“I sell dreams and I peddle love to millions of people,” declared Hindi filmdom’s self-made icon Shah Rukh Khan a few years ago on a darkened stage where the only lights were on him. Mr Khan famously came to Mumbai, then Bombay, in the early 1990s from his home city New Delhi to make a life for himself in the world of theatre and cinema. And what a life he fashioned out of his large dreams, steely ambition, cool-headed business instincts, and a lot of luck along the way. In creating and living this larger-than-real life, Mr Khan gave fresh verve to the age-old description of Mumbai as the ‘City of Dreams’. Many men and women came before and after him in Bollywood and other professions, gave wings to their dreams, and made Mumbai their home.
Each success story cements the idea of Mumbai as the ‘City of Dreams’ – a reference that Prime Minister Narendra Modi made on Thursday while inaugurating two metro lines and launching a slew of projects worth nearly Rs 40,000 crore. “Shinde and Fadnavis will fulfil all dreams of Mumbaikars,” he said as if Maharashtra Chief Minister Eknath Shinde and his deputy Devendra Fadnavis carried the proverbial magic wand. In his own way, Mr Modi too was peddling a dream to millions of Mumbaikars as well as to those who want a one-way ticket to the city.
How Mumbai came to be described thus leads to many story trails depending on who is telling it but the phrase ‘City of Dreams’ has to do with the city’s earliest character of rewarding bold ideas and hard work, as industries took off combined with the stardust from cinema — one of the city’s defining aspects — which took shape here. Every success story celebrated in the popular media or private circles further crystallised the idea that one’s dreams get a platform in the city. Mumbai became the dream factory, so to speak. But for every Shah Rukh Khan or the late Dhirubhai Ambani, there remained hundreds in the dark, often broken.
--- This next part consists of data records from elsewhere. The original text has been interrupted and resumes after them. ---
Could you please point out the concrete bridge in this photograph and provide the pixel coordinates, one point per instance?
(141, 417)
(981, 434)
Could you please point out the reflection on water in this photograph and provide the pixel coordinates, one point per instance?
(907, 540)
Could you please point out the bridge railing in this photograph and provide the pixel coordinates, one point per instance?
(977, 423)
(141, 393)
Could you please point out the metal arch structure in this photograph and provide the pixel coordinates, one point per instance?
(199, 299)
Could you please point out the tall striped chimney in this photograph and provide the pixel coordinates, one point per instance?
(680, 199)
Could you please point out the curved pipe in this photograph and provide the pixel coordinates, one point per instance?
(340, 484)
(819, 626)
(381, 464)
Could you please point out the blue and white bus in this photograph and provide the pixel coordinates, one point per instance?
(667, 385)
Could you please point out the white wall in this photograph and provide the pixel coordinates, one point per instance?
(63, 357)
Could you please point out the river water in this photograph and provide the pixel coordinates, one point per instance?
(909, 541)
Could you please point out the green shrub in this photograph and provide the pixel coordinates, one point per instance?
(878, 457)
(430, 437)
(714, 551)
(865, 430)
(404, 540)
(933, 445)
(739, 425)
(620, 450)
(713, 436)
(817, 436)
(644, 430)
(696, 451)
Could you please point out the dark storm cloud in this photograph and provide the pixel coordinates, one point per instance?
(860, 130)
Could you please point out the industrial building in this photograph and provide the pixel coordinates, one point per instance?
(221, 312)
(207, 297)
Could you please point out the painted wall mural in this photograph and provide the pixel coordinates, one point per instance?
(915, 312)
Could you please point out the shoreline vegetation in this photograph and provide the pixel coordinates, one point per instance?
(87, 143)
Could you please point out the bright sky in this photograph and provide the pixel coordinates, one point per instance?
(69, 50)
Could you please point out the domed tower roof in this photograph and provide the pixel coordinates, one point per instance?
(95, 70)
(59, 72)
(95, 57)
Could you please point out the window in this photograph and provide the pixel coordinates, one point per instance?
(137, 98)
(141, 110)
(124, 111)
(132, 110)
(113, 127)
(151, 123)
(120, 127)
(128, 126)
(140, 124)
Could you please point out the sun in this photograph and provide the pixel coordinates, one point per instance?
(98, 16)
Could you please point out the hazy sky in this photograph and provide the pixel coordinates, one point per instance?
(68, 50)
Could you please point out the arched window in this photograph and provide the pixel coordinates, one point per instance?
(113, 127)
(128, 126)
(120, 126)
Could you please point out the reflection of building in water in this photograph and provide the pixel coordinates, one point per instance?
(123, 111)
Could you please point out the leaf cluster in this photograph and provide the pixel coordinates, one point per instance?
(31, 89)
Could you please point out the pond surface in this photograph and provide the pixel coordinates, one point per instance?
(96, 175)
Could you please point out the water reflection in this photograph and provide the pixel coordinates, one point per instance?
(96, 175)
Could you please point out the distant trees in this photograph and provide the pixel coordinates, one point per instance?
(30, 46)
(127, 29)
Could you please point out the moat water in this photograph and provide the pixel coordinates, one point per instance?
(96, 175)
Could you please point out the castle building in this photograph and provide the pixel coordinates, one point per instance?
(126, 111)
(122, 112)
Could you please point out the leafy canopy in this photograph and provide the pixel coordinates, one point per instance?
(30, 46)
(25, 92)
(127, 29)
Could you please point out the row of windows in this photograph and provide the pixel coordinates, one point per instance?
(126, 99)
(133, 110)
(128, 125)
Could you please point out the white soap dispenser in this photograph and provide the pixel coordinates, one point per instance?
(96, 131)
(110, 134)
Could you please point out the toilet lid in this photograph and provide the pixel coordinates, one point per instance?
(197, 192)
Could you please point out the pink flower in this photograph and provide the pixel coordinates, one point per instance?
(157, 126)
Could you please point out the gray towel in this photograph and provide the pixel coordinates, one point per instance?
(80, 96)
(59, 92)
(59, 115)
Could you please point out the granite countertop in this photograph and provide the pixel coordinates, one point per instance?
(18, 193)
The myth that dreams can be realised in Mumbai is a self-perpetuating one. At a basic level, all cities are dream factories in that they allow migrants, irrespective of their class and background, to realise their aspirations and improve their life from the one they left behind in their villages. Bombay enabled Dr BR Ambedkar to break the shackles of caste and address the oppression that he, and lakhs of Dalits, faced back home.
What do Mumbaikars dream of? How do the nearly 20 million, in fancy high rises or single-room slum tenements, who struggle every day, see the scope of their city? The answers are clear — clean and garbage-free streets, open pavements for pedestrians, ample neighbourhood open spaces and parks, buses and trains that are aplenty and do not demand a limb (or life) in return for each day of commute, water and air that are pure enough to ingest without worry, schools and colleges that do not hurry students in shifts like factories, decent houses that can be rented or bought at affordable rates without having to mortgage one’s life to lenders, more safety and security for all genders and classes of people even at night, and perhaps the space to take in the vast sea from the many shores along the city’s coastline.
It looks like an intimidating list but it is a basic set of needs — not dreams — which can elevate the quality of life for millions. Try as they might, neither Mr Modi, nor Messrs Shinde-Fadnavis, can make these dreams come true with a “double-engine government” which they want to turn into a three-engine one with the Bharatiya Janata Party eyeing a majority in the forthcoming Brihanmumbai Municipal Corporation election. Nor should politicians compete to sow dreams or fulfil them for people. They should do the job entrusted — create the infrastructure — so that the city becomes the stage to which people bring their dreams and aspirations. Give us a well-functioning and affordable, less unequal and more liveable Mumbai; leave us to do the magic.